STOCK WATCH: Tesco is ‘overweight’, as it prepares for leaner times 

STOCK WATCH: Tesco is ‘overweight’, as it prepares for leaner times

It is hard to believe that it’s exactly five years since Tesco chief executive Dave Lewis alerted the City to a black hole in the supermarket’s accounts.

As if running a company with enough employees to populate a small country weren’t enough – 464,505 at the last count, almost exactly the same as Malta – he had to turn the business around in a fiercely competitive retail market.

The road has not always been smooth.

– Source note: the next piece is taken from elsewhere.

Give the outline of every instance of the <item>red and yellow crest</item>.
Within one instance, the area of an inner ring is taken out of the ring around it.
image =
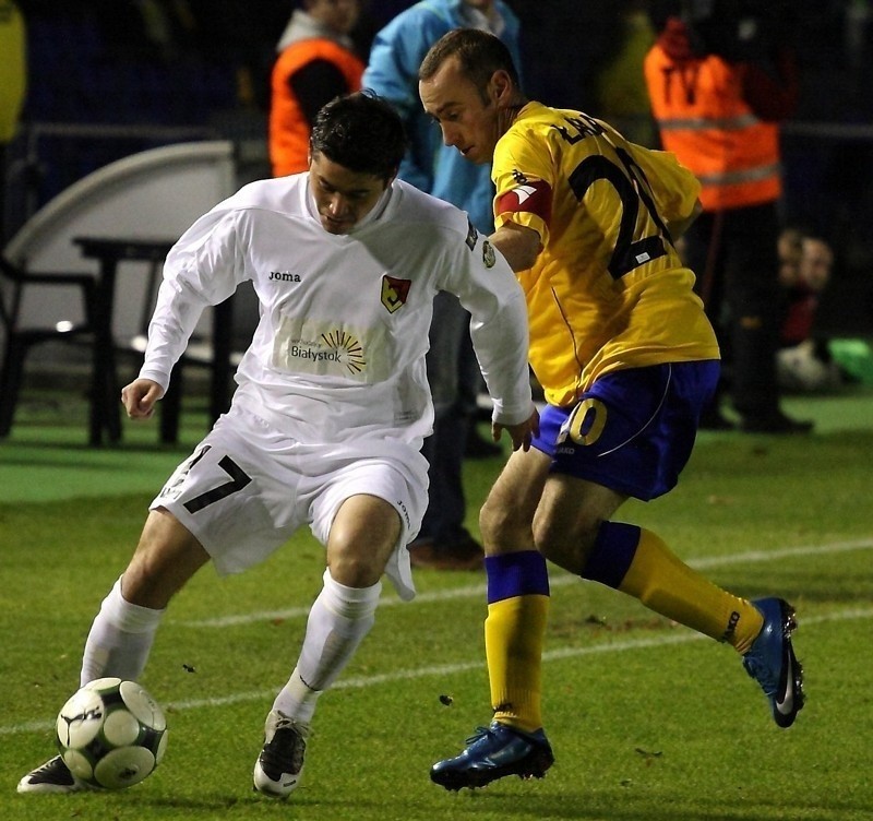
[[[393,276],[382,277],[382,305],[388,309],[388,313],[394,313],[400,306],[406,305],[411,284],[409,279],[397,279]]]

This year, Tesco made thousands redundant to pave the way for potentially leaner times and bolster its balance sheet in the face of stiff competition from Aldi and Lidl.

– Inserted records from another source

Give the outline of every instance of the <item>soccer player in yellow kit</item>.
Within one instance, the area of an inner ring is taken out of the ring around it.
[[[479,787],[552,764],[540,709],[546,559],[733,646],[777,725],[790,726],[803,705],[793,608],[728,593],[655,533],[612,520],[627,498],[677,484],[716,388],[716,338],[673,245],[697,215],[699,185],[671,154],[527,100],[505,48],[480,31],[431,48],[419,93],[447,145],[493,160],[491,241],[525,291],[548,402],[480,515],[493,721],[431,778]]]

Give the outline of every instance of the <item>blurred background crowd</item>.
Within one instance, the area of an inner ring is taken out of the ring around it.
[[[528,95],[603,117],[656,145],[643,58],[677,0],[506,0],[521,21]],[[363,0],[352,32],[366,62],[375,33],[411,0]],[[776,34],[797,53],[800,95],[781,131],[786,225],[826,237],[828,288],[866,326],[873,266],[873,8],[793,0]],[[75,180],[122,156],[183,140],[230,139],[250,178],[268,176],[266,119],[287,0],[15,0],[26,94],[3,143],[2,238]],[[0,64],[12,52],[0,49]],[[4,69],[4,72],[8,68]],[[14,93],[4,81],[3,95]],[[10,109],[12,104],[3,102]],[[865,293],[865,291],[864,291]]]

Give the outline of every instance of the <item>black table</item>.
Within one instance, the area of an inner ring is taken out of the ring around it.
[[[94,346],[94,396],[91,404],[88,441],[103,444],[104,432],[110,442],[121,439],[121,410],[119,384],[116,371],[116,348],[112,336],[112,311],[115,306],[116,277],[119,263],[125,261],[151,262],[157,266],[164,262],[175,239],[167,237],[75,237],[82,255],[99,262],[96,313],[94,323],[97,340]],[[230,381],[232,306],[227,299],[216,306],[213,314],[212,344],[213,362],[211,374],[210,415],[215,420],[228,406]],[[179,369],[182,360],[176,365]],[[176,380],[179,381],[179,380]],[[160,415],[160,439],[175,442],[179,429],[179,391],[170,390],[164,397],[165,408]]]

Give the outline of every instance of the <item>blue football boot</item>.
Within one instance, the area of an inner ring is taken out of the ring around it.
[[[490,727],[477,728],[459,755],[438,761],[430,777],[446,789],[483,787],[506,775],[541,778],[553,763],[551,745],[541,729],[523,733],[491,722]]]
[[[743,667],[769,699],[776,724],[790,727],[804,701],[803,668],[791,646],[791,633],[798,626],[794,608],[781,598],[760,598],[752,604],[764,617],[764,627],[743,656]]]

Tesco’s share price hit £2.45 last week, just 21p off last year’s record under Lewis, despite mounting Brexit uncertainty

But Lewis must also take credit for one of the biggest turnaround jobs the retail sector has ever seen. The share price hit £2.45 last week, just 21p off last year’s record under Lewis, despite mounting Brexit uncertainty.

And analysts expect that improvements to the bottom line will continue even if the top line at its core UK supermarket chain remains sluggish.

Barclays said in a report ahead of the publication of interim results on Wednesday that Tesco has ‘a good story to tell’ on improving volume growth.

‘We expect these results to paint an encouraging picture on profit growth and cash generation,’ said the bank’s seasoned analyst, James Anstead, who has an ‘overweight’ rating on the stock.

Marks & Spencer 

Marks & Spencer has hardly been out of the news recently, with announcements on keener food prices and a departing finance director, as well as being drawn into a colourful legal spat with a former Ocado director.

New plans: This week, M&S is set to unveil more details about its ambitious food plans

New plans: This week, M&S is set to unveil more details about its ambitious food plans

And this week brings M&S’s ‘capital markets day’ with analysts, when we can expect the company to unveil more details about its ambitious food plans under grocery boss Stuart Machin.

Change at the food division is coming thick and fast – and Shore Capital’s Clive Black, a house broker, said the day is an opportunity to illustrate how talk of lower prices and improving ranges is being put into practice.

That may help support the share price, which this month hit lows not seen since 2000.

Tui 

Canny investors will have been thinking whether Thomas Cook’s woes breed opportunity.

Mark Benbow, manager of Kames Capital’s Short-Dated Yield Bond Fund, sees Tui as a beneficiary as it is ‘the sole remaining’ travel firm ‘with any sort of significant retail store base’.

He says that Tui should see a significant portion of Thomas Cook’s market share in both Britain and Germany head to them.

Benbow adds: ‘The public may be worried about a repeat of the collapse of Thomas Cook at Tui but both companies have materially different balance sheets.

‘What ultimately caused Thomas Cook’s decline was not Brexit, nor margin pressures, nor a hot British summer. It was ultimately the banks pulling their funding lines.

‘They only do this when worried about a firm’s liquidity position. With Tui having almost £1.5billion of cash on hand, it is an entirely different story to Thomas Cook.’